NYC Pride kicked off this weekend, celebrating the journey of the gay rights movement. Several of my friends, colleagues, and Ninjas (clients) were part of the 5,414 that participated in the Pride Run, a 5 mile run through Central Park. It’s an honor to be part of a community that puts such emphasis on celebrating individuality and authenticity, and that uses physical activity to facilitate that happiness.
While the Pride Run is part of the larger NYC Pride festivities, I think it’s safe to say that most recreational and competitive runners are indeed proud of running. Many who identify as runners will have their list of personal records, from specific courses, training and race paces, or a list of their fastest time for any given distance. While it’s important to celebrate achievements that we’re proud of, we should note that these are all measures of capacity. How often do you celebrate movement capability?
Consider your running friends. When was the last time you saw a tweet or status update that read:
Set a personal record today for maintaining running mechanics for an extra 5 minutes before technique breakdown. Used technical failure to limit training duration. Proud of myself for respecting movement quality.
It seems rather silly, doesn’t it? Exactly my point. We express pride about speed or duration, but you’ll rarely see runners expressing pride about their technical ability. I’m sure it sounds biased, and if you identify as a runner, you may be thinking:
Let’s laugh about it. In every community we see degrees of performance obsession, sure. However, with the prevalence of recreational running, the way that society stresses aerobic activities, and the lack of education in endurance sports, running takes the cake. We recognize that gymnastics, dance, swimming, along with many multi-player sports require coaching, but with running… we assume we’ll do it naturally. As humans we have our own inherent ability to learn how to move, it’s what our brains are for but too often we’re left to figure it out on our own.
In THIS piece I answered the Cooper-age old question, Should you run? We looked at several statistics on running, and realized that the overall yearly incidence rate for running injuries varies between 37-56%. Of these, 50-75% of these injuries appear to be overuse injuries due to the constant repetition of the same movement, and that recurring injuries ranged from 20-70% of the cases. A related study found that among the modifiable risk factors studied, weekly distance is the strongest predictor of future injuries.Our intentions when we begin running come from a well-intended place, but we’re often one step ahead of ourselves when it comes to training performance. Let’s focus on proper running in the first place. There are a plethora of running technique systems out there, but my favorite two learning and practicing activities can be done just about anywhere.

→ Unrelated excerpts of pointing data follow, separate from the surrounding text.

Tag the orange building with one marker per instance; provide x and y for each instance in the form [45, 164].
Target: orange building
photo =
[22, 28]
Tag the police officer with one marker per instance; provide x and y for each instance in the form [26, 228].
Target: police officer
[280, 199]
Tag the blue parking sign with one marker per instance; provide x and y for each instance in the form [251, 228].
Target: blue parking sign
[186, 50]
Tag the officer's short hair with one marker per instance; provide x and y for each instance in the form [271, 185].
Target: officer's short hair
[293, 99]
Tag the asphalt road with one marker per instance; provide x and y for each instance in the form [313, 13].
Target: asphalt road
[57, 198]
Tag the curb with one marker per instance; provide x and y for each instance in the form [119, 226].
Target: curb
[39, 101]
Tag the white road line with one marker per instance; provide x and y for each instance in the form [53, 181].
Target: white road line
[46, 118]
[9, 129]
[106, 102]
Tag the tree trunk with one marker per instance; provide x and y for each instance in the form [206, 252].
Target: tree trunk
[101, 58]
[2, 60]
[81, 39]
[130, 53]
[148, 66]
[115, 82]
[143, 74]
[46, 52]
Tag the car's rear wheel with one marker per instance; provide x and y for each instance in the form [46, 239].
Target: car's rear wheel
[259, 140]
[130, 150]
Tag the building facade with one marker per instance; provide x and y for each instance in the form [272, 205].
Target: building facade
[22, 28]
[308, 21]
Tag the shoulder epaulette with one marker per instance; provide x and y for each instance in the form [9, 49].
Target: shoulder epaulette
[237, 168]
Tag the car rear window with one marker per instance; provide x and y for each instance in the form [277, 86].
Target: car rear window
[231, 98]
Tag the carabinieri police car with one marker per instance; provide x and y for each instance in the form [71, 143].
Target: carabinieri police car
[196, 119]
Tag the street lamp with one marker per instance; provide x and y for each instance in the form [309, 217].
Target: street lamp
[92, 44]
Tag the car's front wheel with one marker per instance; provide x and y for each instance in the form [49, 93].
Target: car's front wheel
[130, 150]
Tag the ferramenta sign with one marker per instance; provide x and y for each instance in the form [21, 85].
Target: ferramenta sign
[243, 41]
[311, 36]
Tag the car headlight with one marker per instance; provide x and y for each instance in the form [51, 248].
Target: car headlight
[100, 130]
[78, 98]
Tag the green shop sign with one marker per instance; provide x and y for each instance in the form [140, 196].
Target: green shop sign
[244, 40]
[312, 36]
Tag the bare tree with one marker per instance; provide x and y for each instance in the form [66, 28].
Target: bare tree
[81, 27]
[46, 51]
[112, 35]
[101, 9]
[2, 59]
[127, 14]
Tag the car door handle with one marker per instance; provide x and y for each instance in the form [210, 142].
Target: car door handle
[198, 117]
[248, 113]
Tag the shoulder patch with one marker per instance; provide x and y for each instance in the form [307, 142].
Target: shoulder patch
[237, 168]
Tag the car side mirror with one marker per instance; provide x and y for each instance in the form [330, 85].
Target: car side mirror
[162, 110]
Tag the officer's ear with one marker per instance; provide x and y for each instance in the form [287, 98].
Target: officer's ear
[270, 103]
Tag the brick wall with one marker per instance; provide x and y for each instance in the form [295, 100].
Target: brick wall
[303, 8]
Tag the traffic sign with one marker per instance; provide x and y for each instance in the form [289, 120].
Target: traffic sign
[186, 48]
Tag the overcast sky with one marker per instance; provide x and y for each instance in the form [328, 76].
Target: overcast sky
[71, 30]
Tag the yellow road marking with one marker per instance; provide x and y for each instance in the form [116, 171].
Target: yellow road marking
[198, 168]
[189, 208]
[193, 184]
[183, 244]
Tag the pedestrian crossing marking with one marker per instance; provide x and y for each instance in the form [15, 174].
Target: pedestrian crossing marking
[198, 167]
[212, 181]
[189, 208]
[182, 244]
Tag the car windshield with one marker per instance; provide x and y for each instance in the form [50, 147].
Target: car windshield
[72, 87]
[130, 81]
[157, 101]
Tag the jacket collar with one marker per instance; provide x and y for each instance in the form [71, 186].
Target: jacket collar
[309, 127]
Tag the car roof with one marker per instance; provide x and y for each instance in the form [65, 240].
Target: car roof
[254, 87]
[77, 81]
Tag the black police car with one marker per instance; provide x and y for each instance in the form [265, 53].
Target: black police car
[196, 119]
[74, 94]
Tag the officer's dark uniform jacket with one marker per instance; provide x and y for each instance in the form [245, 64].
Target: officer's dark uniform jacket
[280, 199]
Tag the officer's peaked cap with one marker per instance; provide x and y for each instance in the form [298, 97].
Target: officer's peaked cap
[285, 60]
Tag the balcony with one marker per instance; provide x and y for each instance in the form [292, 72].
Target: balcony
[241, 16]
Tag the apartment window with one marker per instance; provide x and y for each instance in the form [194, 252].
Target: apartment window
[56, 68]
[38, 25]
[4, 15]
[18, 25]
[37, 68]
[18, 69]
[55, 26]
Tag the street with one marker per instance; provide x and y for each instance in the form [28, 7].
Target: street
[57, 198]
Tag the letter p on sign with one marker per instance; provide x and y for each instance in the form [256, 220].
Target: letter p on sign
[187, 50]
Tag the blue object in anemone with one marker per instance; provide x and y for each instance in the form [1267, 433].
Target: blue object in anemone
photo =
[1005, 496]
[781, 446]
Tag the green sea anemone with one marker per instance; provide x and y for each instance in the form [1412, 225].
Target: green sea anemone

Jumping Rope and Hill Sprints.
If you have an 8-10’ foot rope and a few square feet, you’re ready to go. Jumping rope is a self-limiting activity, meaning that when form breaks down, so does your rhythm. The rope stops, and you stop. Only with practice, and patience, do we begin to approach appreciable levels of aerobic fitness, with our ‘performance’ ability limited by postural control.
Interestingly, during my undergraduate career several of my exercise physiology professors regularly pointed out that jumping rope has a significantly lower aerobic demand (VO2) than running. I’d like to appreciate that difference because the self-limiting nature of rope jumping doesn’t let the user disrespect movement kindness as they do when they run. It may also be because these same professors were quite fond of their marathon and triathlon training… we’re all a little bit biased.
Let’s look at the hallowed hill sprint. Let’s be sure to start by refreshing our understanding of hills and sprinting. A hill isn’t a section of your race route that you’d like to focus on. A hill should be dauntingly steep, and you should be ready to haul ass up it like you’re running from a train. This probably means you’re going to have to actively search for a hill to climb, and if you’re sprinting for more than 30 seconds, stop. Why’s this so important?
Running uphill is a self-limiting exercise, just like jump roping. It naturally teaches you a natural forward lean, as well as how to generate force. You’ll reinforce desirable running mechanics while developing power endurance that can carry over to your racing. That’s what we like to call a two-for in the training world.
Jump, then Sprint
Running with less-than-desirable technique is easy to do. Jumping rope and sprinting hills with poor posture, that’s a different story. First begin my focusing on your ability to maintain form while jump roping, and make it feel as easy as possible. If you’ve acclimated to the cardiac workload of running, this is going to be easy for you. Let it be.. If your posture breaks down or your footing falters, you slow down, or stop. That’s the goal. We want to nail technique with the rope. When you feel comfortable, take that low-level plyo to the hill.
Sprinting up hill is like jump roping up hill. On one foot at a time. As fast as possible. The goal is to move as well as possible first, understanding that capacity will build will movement capability improves. Sprinting for 10-30 seconds at a time can teach or reinforce desirable mechanics, while keeping your in tip-top shape.
(There’s a) Time to Run.
When it’s race day, go haul ass. Perform. When it’s training day, however, accept your body’s ability to create movement that may be less desirable, and respect how you move in the now so that you may continue to move that way in the future. Let’s think less about miles and times, and more about appreciating both the short and long term effects of how we move. When we take pride in that, we’ll best realize our personal potential.